Si vous ne savez pas qui est Ray Rice, ne vous inquiétez pas. Estimez-vous même heureux d’avoir échappé au matraquage des médias américains ces dernières semaines, avant que la psychose d’Ebola ne les appelle ailleurs. Ray Rice, héros local dans notre communauté non loin de Baltimore, grand joueur du sacro-saint football américain, a défrayé la chronique cette fin d’été quand, au grand dam du public, et encore plus de son club le Baltimore Ravens et de ses sponsors, on révèle une vidéo dans laquelle le grand Ray donnerait des coups à sa fiancée, devenue sa femme depuis lors. Ah Ray Rice ! Quelle affaire terrible ! Terrible pour sa famille (tragique pour sa femme qui après coup (et coups) doit faire bonne figure et prendre sa défense pour sauver leur face, et sûrement aussi, leur compte bancaire), terrible pour les supporters du club, terrible pour la réputation des dirigeants de la ligue de football américain qui auraient peut-être préféré étouffer l’affaire. Pour moi, une opportunité.
Opportunité de montrer le revers de la médaille de ces rôles modèles éphémères que les médias font aduler à nos enfants. Et quoi de plus agréable que de m’abattre sur un batteur de femmes ! Me voilà donc décortiquant le personnage, pour étaler son caractère égocentrique et mauvais joueur.

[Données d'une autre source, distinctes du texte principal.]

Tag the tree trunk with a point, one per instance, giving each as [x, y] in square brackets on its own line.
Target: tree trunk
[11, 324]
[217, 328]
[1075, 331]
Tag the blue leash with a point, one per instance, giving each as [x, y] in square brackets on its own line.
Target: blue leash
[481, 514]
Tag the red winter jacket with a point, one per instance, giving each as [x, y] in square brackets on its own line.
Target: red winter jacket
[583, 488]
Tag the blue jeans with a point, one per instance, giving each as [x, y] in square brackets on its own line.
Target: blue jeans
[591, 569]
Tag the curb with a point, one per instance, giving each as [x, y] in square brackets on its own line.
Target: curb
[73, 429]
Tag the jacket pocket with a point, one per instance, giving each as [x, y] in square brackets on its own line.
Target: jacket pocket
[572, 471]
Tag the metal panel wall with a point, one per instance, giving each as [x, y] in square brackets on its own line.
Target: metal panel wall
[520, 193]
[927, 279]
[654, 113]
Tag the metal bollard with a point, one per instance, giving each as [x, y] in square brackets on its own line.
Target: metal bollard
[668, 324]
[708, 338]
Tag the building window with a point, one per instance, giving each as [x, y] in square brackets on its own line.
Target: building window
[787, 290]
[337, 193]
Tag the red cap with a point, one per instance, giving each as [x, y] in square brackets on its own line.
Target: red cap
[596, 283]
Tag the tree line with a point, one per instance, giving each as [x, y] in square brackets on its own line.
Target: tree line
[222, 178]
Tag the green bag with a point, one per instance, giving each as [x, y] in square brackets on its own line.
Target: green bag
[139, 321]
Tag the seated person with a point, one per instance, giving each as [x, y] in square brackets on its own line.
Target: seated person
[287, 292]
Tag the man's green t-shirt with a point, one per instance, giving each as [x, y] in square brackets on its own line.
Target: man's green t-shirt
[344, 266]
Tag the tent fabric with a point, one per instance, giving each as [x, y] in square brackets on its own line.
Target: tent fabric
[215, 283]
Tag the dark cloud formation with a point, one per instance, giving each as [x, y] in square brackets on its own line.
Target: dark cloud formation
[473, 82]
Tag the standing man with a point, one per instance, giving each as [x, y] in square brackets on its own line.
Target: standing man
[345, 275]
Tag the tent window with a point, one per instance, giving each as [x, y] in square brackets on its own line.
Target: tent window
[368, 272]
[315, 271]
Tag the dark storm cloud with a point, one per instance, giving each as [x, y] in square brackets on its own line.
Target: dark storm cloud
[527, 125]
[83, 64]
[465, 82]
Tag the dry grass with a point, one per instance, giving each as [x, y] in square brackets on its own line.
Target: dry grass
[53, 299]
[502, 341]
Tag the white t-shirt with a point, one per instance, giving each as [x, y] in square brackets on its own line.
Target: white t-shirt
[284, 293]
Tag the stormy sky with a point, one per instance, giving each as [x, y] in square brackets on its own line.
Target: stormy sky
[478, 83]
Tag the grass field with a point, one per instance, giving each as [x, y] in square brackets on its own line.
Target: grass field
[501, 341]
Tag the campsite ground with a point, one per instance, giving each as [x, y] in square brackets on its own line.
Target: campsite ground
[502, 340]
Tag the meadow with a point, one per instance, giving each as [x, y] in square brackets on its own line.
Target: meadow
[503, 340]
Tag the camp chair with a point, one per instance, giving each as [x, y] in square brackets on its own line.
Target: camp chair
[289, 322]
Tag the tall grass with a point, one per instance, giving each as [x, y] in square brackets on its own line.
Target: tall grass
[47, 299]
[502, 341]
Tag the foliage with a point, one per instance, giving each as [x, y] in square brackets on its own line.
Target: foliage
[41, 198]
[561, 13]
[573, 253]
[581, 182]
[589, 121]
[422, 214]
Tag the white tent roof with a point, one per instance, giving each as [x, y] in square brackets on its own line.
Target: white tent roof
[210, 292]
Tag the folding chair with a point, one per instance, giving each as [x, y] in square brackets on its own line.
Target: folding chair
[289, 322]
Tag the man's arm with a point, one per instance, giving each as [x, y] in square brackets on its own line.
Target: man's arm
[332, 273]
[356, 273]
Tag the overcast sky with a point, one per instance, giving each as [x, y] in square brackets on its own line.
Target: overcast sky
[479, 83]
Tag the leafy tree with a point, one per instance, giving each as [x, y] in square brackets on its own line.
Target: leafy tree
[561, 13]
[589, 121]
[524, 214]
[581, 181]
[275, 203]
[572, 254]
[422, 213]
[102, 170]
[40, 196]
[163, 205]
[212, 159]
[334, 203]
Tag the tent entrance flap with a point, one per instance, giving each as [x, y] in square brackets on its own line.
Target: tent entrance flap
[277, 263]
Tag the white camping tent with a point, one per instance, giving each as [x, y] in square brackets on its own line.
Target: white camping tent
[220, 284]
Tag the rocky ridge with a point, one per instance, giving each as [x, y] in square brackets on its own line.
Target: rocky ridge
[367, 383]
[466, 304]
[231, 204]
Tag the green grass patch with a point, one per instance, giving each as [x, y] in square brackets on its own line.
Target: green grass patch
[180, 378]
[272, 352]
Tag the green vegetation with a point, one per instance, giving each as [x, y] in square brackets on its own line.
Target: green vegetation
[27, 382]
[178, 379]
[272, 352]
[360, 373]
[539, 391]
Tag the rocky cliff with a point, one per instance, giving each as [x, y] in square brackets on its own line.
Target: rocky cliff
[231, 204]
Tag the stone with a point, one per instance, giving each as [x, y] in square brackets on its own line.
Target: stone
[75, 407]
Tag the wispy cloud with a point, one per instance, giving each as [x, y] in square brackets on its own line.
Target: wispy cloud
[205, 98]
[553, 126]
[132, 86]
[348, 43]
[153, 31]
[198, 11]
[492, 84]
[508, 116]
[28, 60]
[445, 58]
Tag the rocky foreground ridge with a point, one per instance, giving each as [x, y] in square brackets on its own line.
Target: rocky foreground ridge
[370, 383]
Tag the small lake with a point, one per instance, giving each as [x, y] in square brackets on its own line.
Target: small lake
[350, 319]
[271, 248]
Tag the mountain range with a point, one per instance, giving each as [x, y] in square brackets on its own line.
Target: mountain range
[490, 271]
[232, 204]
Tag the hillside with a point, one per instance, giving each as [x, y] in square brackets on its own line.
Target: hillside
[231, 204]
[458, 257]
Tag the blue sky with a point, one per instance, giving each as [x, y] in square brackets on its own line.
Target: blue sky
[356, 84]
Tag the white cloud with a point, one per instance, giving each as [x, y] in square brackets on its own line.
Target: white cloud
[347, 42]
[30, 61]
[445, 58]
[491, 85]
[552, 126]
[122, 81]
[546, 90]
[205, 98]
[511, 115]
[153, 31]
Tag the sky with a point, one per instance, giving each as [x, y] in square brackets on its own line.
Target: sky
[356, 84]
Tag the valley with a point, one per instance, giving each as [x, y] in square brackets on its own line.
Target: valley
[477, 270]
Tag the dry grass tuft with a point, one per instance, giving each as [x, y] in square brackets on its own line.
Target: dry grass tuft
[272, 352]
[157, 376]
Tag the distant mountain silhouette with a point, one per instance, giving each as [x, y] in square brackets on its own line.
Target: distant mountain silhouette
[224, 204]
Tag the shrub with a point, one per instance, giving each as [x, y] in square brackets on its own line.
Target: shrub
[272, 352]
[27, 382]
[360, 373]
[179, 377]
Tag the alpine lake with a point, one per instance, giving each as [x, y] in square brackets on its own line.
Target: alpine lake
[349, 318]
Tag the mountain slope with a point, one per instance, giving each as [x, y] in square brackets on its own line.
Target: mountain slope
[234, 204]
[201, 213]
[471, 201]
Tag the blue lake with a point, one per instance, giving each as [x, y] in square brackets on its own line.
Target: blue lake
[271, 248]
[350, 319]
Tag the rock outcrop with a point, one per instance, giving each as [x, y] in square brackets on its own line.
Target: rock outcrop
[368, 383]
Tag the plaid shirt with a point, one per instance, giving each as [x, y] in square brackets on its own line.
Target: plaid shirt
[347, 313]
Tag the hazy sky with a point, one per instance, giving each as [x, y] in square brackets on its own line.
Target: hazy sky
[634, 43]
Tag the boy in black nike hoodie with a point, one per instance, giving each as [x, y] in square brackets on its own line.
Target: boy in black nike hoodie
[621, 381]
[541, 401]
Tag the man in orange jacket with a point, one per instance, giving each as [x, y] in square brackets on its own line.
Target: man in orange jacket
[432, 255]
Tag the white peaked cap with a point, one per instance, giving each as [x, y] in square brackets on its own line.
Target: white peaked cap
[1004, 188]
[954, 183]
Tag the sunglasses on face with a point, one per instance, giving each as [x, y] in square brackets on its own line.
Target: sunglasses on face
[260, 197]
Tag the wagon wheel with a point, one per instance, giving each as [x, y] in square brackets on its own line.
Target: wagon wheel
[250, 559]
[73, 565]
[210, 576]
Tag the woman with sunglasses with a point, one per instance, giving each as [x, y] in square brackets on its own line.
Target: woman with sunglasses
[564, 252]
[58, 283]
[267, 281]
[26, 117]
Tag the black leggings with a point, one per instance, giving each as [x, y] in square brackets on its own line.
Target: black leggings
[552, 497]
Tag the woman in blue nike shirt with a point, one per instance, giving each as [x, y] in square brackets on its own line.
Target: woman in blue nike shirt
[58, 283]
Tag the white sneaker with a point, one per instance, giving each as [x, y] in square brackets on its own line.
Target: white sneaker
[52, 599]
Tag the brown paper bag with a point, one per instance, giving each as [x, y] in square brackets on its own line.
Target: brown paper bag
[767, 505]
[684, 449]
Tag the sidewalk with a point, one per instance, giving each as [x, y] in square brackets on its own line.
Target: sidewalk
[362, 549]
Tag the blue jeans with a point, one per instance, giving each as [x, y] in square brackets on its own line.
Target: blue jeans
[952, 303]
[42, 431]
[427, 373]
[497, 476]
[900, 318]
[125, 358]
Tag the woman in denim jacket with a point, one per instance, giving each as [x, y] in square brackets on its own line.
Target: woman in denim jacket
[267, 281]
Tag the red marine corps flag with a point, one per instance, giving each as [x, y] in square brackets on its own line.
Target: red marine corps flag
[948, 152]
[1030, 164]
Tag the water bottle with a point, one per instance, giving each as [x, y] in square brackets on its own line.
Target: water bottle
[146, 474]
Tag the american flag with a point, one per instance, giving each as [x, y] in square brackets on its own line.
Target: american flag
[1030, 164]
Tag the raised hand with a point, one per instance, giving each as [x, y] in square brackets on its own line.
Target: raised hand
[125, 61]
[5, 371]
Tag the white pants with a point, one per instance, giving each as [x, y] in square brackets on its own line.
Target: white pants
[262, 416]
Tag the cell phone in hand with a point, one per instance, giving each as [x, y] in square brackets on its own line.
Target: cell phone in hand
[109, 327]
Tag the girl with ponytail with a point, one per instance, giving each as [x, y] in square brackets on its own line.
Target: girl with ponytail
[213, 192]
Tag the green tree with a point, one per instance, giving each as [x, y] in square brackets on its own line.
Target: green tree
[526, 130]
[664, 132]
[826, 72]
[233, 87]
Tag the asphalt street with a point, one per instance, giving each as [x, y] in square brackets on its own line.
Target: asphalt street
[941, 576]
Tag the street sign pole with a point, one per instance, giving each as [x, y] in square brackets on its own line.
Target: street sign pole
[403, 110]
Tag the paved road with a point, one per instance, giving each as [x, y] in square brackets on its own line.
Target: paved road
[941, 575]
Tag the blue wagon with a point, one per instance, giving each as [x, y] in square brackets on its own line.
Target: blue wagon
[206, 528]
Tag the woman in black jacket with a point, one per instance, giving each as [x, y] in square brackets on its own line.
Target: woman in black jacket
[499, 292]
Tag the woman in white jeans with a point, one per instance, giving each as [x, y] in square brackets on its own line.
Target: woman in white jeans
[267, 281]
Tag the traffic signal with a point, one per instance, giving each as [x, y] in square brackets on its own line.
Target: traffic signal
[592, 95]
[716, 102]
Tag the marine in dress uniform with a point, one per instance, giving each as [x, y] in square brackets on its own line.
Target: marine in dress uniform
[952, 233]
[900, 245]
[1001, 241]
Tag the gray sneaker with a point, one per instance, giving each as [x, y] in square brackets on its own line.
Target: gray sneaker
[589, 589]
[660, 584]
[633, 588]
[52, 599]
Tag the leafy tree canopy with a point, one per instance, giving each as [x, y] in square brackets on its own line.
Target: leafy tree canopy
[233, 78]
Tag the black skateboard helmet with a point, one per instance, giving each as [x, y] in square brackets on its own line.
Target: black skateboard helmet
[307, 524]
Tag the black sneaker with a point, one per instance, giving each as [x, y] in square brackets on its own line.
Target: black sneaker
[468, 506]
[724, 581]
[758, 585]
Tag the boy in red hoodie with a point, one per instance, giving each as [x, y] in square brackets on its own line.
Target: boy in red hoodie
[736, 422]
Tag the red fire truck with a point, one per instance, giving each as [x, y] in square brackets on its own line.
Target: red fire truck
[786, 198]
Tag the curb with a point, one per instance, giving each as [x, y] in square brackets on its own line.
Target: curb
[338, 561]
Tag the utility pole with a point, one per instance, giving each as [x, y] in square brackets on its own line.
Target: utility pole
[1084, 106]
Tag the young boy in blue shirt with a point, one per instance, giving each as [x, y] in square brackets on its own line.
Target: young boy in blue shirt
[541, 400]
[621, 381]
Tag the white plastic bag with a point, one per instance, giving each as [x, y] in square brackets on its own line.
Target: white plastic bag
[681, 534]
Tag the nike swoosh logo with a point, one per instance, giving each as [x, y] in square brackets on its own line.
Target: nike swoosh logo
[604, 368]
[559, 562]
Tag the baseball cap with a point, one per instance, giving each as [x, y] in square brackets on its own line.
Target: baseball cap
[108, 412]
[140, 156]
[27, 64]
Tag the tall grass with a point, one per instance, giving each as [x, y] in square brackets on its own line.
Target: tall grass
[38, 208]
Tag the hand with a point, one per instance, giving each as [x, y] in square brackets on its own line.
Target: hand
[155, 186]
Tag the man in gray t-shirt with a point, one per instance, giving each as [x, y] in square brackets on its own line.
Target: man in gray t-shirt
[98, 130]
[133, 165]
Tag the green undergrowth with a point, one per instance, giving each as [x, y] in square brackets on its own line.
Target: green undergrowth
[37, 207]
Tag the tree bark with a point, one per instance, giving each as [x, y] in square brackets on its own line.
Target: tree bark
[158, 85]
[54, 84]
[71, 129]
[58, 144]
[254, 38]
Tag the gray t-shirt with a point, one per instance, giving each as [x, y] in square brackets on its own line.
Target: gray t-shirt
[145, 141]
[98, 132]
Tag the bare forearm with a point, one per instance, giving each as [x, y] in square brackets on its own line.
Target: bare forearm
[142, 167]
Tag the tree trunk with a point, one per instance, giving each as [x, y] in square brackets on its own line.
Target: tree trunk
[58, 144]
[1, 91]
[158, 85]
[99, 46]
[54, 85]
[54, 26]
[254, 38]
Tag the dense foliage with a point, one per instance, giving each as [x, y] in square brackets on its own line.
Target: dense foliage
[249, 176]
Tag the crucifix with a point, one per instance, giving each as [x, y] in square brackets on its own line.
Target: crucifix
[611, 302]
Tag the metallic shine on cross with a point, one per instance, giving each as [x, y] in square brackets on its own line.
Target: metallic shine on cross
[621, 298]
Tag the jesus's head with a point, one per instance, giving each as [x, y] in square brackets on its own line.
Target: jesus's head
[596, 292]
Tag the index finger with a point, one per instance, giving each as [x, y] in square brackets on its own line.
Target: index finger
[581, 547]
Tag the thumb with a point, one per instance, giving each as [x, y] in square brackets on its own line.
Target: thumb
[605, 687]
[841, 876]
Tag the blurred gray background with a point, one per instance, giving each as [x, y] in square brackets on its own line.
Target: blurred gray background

Et oui, le malheur des uns, fait un peu quand même l’aubaine des autres. C’est un être humain vous me direz, et il a droit à l’erreur, comme nous tous. Et ce n’est pas de sa faute si la presse l’a fait passer pour un demi-dieu, subjuguant de jeunes garçons innocents dans la foulée, pour le laisser retomber en fracas après sa faute. Mais en matière de violence aux femmes, violence tout court, il n’y a aucune excuse. Ray Rice est donc descendu du piédestal, et le maillot à 45 dollars avec son numéro inscrit derrière qu’on aurait pu me forcer à acheter, oublié ! Voilà, un rôle modèle indésirable de moins! Mais la liste est longue, et un de perdu, c’est une centaine derrière. La lutte continue.